Capistrano is better for the simple stuff, but once we started doing more we moved to phing.
* calls YUI Compressor to minify css/js * calls a custom script to upload images to the CDN * calls dbdeploy to update our staging database * symlinks the "built" revision to our staging site
When we push a build from staging to production, we run a small bash script that calls Phing which symlinks the desired revision to the production site.
Phing can checkout from SVN, run a mysqldump to snapshot the DB, modify text files (i.e. different .htaccess files for staging/production), run arbitrary shell commands and ping web-APIs for notification etc.
Deploys take between 10 and 30 seconds.
The only big change I needed to add was to tell it not to run the server restarting code, other then that it wasn't that hard.
Rollback support, and the fact that I don't have to login to the server and run commands each time I deploy is great.
Capistrano works well, great git integration, but it does have some rails-isms you need to override to make it work sanely. The capistrano-php extension can help with that: http://github.com/namics/capistrano-php but you'll need to use gem to manage it. You'll also definitely want the multistage plugin which doesn't come standard. There were some bugs present in the CVS integration which may be a problem depending on your source control system.
I've also tried Fabric: http://docs.fabfile.org/0.9.2/ I liked the tool. I found it a bit more low level then Capistrano but also a little simpler to work with. It comes prepackaged (albeit an older version) in Ubuntu without any dependencies other than stock python which our sysadmin preferred to using Ruby gems. I do recommend the new version found in pip though. The two main problems with Fabric are its lack of any integration plugins and the Paramiko SSH library it uses has no support for SSH key forwarding (there is a workaround: http://lincolnloop.com/blog/2009/sep/22/easy-fabric-deployme... but it has its own set of problems).
In the end, neither worked out for me. Capistrano had to much of a learning curve for my co-workers and Fabric wouldn't work with our SSH setup. For now, I'm using a script in our working directory that I SSH to, run, and it updates the code in place. Crude, but ultimately effective. That said, definitely looking forward to a replacement.
I can imagine writing a script that just runs every so often to sync the staging server to the production server, however I don't really care for this method because I want more control. I may change my mind in the future.
For some internal applications that I work on at work, we deploy them using the good ol' "svn up". I really don't like this method for a ton of reasons. The first reason being I can just goto http://www.example.com/.svn and see all the svn files.
I think the best by far is using rsync. Some things that I have done with rsync is configure the database settings in a config file, then just have rsync ignore that file so I can set different database settings for dev/staging servers.
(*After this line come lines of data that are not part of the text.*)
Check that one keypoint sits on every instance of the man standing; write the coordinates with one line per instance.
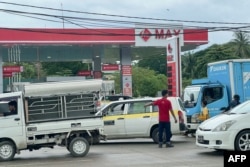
(164, 106)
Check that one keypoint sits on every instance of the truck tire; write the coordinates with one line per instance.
(155, 136)
(242, 141)
(79, 147)
(7, 151)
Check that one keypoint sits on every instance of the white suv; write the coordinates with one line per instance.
(130, 119)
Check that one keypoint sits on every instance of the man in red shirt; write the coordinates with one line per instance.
(164, 106)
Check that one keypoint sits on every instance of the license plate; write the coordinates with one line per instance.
(200, 139)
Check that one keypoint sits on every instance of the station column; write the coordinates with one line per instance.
(126, 70)
(97, 54)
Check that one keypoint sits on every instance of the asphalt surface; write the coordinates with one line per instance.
(124, 153)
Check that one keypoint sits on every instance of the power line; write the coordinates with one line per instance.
(130, 17)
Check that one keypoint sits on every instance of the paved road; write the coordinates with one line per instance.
(124, 153)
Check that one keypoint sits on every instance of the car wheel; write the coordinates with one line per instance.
(242, 142)
(155, 136)
(79, 147)
(7, 151)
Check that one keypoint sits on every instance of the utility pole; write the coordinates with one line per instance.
(62, 14)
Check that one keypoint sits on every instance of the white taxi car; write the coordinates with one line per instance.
(227, 131)
(130, 119)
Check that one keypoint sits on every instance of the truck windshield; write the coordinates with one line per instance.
(190, 96)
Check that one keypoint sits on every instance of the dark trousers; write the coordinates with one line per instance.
(167, 127)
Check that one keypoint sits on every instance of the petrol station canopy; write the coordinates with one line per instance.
(61, 44)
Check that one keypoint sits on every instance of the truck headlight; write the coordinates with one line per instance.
(224, 126)
(195, 119)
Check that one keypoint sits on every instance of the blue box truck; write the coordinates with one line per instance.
(224, 79)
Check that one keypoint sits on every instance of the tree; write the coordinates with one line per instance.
(241, 44)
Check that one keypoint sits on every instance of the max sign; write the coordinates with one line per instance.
(157, 36)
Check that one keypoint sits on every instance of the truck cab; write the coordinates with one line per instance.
(215, 94)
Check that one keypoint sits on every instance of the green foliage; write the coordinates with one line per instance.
(241, 44)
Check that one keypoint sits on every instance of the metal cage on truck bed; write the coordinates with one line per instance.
(60, 107)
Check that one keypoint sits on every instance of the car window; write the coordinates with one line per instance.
(242, 108)
(115, 109)
(137, 108)
(181, 104)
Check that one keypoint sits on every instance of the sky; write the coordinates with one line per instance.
(223, 14)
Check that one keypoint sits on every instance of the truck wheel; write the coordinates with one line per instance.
(242, 142)
(79, 147)
(7, 151)
(155, 136)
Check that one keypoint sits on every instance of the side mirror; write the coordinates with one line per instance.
(191, 97)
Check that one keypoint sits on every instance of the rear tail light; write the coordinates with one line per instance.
(98, 103)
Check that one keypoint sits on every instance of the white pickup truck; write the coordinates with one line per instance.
(49, 114)
(130, 119)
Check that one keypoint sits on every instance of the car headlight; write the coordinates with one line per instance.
(224, 126)
(195, 119)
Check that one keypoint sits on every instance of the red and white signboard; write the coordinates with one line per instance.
(157, 36)
(84, 73)
(10, 69)
(174, 67)
(126, 70)
(110, 67)
(8, 74)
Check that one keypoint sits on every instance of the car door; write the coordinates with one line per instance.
(114, 124)
(11, 125)
(138, 119)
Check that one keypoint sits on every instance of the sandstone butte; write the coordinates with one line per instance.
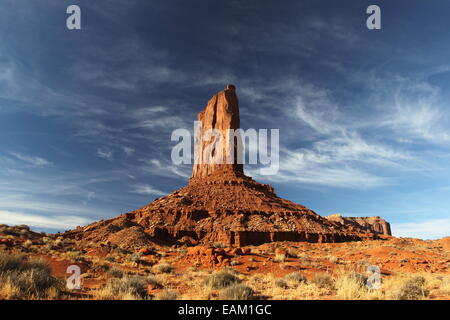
(221, 204)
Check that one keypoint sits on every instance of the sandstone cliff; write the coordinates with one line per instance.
(220, 204)
(375, 225)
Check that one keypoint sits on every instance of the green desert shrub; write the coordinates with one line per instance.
(237, 292)
(126, 288)
(163, 267)
(167, 295)
(221, 279)
(26, 279)
(323, 280)
(414, 289)
(295, 277)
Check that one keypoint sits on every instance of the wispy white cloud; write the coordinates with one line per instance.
(428, 229)
(57, 223)
(128, 150)
(145, 189)
(105, 154)
(34, 161)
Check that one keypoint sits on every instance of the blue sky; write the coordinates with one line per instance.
(86, 116)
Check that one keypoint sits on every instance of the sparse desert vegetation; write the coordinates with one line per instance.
(34, 266)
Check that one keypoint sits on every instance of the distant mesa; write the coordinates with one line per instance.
(223, 205)
(375, 225)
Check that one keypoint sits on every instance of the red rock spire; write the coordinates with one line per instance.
(219, 159)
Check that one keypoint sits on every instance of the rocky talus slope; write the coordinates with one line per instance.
(220, 204)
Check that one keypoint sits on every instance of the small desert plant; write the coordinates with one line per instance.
(110, 258)
(295, 277)
(163, 267)
(167, 295)
(323, 280)
(279, 258)
(126, 288)
(352, 286)
(20, 278)
(280, 283)
(221, 279)
(413, 289)
(135, 257)
(237, 292)
(116, 272)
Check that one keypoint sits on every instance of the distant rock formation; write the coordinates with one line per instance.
(374, 225)
(214, 157)
(220, 204)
For personal projects I usually have them on a private space on Assembla, which one of the options is they allow you to FTP your code to a server. I haven't used it myself, but I can see where this would be useful.
The whole thing is wrapped up in a script that makes it possible to one-click deploy changes.
The biggest thing is the application is directory independent and auto-senses the host for database selection. This means that no changes are required to the application to run it in development, staging, or production.
Edit: Apache is setup so that no .svn directories are served. Given that most web applications go through a front-controller now, I'm hoping this isn't as much of a concern anymore.
What I really like is the ability to instantly roll back to any version.
Don't forget to block .svn directories in your apache config!
why stop at .svn, how about .~, .bak, .tmp, .swp !
simple.
priceless.
In both cases I use a wrapper script to make the push as simple as possible. At work I push from the dev server to prod, at home I push from my desktop to either dev or (dev and prod).
In both case I use RCS for version control.
Aegir let's me spin up as many copies of my project as I want for both testing + production.
Git (+ github) stores all my custom development.
My Make files pull together all of my custom code + drupal contributed code + any 3rd party libraries I'm using.